After studying this page, you can:

• Explain how a standby connects to a primary, what walsender, walreceiver, and the startup process each do, and why both servers must run the same major version.
• Configure a streaming standby from scratch, including wal_level, max_wal_senders, pg_basebackup, primary_conninfo, and standby.signal.
• Decide when to use a physical replication slot and how to bound its risk with max_slot_wal_keep_size.
• Choose between asynchronous, remote_write, on, and remote_apply for synchronous_commit, including the millisecond cost across an availability zone or a region.
• Read pg_stat_replication’s four LSN positions, diagnose replica conflicts, and recover from the classic failure modes (stuck slot, canceled report, stalled commits).

Before we dive in

You should already know what the write-ahead log is and what a checkpoint does. The wal-checkpoints-and-durability page covers that foundation, and this page builds directly on it: every byte a standby applies is a WAL record produced for crash recovery on the primary, sent over the network instead of reread from disk. You also want a working picture of MVCC and vacuum, because two replication trade-offs (replica conflicts and hot_standby_feedback) trace back to the xmin horizon the vacuum-freezing-and-wraparound page describes.

A few words you will need. A standby is a server replaying another server’s WAL; the source is the primary. A byte-exact copy means the standby’s data files are bit-identical to the primary’s after every record applies, because they are produced by replaying the same low-level page operations. Physical replication operates at the page and WAL-record level. Logical replication, by contrast, ships decoded row changes; we touch it only briefly here to mark the boundary.

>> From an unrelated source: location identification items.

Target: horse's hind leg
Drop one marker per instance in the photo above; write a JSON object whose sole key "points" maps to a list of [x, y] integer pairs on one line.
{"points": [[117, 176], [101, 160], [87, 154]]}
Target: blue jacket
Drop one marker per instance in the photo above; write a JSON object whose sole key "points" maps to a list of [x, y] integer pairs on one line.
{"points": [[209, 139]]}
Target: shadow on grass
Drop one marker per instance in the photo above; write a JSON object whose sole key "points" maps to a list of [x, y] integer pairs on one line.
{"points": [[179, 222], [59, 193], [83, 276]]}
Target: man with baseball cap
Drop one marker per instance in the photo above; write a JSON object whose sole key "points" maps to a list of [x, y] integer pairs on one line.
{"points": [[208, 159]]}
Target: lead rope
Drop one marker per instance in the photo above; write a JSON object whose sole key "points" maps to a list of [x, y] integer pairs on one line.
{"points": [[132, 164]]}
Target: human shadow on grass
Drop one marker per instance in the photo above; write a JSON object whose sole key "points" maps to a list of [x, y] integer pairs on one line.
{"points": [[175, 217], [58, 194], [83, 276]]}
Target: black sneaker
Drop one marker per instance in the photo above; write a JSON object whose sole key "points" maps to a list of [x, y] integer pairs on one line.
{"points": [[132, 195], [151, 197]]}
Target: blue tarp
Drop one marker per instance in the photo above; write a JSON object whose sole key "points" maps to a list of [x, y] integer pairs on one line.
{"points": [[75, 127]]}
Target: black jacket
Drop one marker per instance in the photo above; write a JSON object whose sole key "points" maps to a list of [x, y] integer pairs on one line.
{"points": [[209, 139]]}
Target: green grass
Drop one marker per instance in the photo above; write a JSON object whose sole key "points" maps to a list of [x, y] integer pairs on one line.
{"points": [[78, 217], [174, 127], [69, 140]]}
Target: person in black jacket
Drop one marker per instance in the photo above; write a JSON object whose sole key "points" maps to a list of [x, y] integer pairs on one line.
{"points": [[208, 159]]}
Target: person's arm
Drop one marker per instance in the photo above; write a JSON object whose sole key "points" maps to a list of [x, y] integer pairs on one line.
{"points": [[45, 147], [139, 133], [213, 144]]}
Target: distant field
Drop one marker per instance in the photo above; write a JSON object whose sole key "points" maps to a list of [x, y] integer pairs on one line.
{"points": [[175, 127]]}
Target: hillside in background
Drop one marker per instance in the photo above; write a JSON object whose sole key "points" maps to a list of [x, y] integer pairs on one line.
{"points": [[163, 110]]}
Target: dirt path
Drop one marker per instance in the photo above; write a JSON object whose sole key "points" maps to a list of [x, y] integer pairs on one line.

LSN is the log sequence number: a 64-bit byte offset into the WAL stream, shown as 0/1A2B3C4D. Every WAL record sits at a specific LSN, and every replication position on this page is one of these numbers.

Mental Model

The wrong model, and an easy one to fall into, is that a standby periodically copies files from the primary, like a fancy backup. Under that model “lag” is just how long since the last copy, and “synchronous” means waiting for that copy to complete.

That picture is wrong on every count. A standby holds an open TCP connection to the primary and reads a continuous, ordered byte stream of WAL records as they are generated. It writes them to its own pg_wal/ directory, fsyncs them, and a separate process replays them into the page cache. There is no “copy interval.” The pipeline runs at the speed of the network and the standby’s disk, and lag is measured in bytes still in flight, not in time since the last snapshot.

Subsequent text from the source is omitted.